|
|
- J'ai ouvert les yeux. Je n'ai rien vu. J'étais dans le
jour, j’étais
dans le jour du jour, et je n’y voyais rien. J’étais dans la
lumière du jour et dans sa certitude de chaleur et de lumière et de
soleil rond comme un écarquillement – mais je n’y voyais rien. J’étais
jeté dans l’ouverture du jour, dans sa césure et sa césarienne
lumineuses, et mes yeux ne me servaient de rien.
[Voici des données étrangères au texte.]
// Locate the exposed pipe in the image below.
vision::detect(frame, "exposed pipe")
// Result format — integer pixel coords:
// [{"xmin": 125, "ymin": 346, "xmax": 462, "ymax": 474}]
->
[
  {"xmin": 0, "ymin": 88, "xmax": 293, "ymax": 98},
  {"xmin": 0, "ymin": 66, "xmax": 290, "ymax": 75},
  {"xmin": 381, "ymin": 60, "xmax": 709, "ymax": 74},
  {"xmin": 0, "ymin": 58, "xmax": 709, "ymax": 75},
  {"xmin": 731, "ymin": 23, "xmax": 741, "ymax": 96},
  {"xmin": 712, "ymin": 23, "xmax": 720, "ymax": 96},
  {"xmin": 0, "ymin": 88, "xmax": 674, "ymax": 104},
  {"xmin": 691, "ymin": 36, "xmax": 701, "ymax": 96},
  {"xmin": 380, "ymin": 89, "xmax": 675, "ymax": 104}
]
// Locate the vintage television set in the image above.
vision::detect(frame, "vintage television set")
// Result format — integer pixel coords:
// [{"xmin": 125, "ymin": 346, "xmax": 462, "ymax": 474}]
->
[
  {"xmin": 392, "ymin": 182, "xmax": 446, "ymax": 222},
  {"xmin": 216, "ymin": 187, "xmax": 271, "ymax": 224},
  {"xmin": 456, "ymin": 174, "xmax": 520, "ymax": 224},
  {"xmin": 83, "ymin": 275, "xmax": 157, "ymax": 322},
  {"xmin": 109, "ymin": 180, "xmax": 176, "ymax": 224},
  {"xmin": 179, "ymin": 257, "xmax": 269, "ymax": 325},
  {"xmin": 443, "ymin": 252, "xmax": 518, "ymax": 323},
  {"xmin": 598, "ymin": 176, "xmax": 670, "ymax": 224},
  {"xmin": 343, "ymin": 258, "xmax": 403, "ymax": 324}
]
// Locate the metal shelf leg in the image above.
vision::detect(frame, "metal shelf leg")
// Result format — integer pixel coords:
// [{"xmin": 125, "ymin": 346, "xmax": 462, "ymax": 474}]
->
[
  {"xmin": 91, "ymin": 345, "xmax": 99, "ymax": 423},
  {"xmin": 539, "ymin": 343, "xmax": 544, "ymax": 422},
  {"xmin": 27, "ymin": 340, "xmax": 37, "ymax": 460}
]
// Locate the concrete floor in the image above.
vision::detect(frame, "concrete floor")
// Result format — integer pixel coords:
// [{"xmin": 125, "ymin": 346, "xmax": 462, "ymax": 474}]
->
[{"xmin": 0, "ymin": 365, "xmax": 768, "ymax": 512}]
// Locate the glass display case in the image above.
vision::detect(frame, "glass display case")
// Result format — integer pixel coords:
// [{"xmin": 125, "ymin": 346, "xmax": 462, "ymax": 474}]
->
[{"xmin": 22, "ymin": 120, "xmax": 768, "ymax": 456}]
- Or je voyais un battement. Dans la cécité du jour entier, je ne
voyais qu’un battement. Comme de cœur, ou comme d’ailes, un
battement de chose battante. Et peut-être quelqu’un était là, qui
regardait. Ou peut-être seulement un oiseau était là, qui s’affolait:
un oiseau entré dans la césure de ma chambre, un oiseau né de la
césarienne du soleil, noire sur la blondeur du jour, comme j’étais
jeté dans l’incendie du jour, après la nuit de mon repos. Il y
avait un battement. Ainsi qu’un signe ou qu’un avertissement,
ainsi qu’une prémonition. Un battement. Et encore: un autre
battement. Et c’est comme le jour tout entier, soudain il s’est
mis à battre, et le cœur, à son tour, s’en trouve battant
violemment. Comme d’une attente. Ou comme d’une promesse. Comme de
l’imminence d’un accomplissement.
- «Iacob!»
- J’ai entendu Mariam.
- «Iacob!»
- J’ai entendu la voix de Mariam: soudain il y eut du vent.
- «Iacob!»
- Le vent soudain, il est là (et peut-être était-ce à lui, ce
battement?): et il rabat le volet dans son bruit de volet (peut-être
était-ce de volet, ce battement?)
- «Iacob!»
- Le vent soudain, il est là: or il n’y a plus qu’un volet
rabattu. Et l’oiseau est parti, ou celui qui regardait est parti. Il
n’y a que ce volet, dans son claquement incessant – avec sa nuit
de volet, qui claque, et son jour de volet, clac-clac!, dans le vent.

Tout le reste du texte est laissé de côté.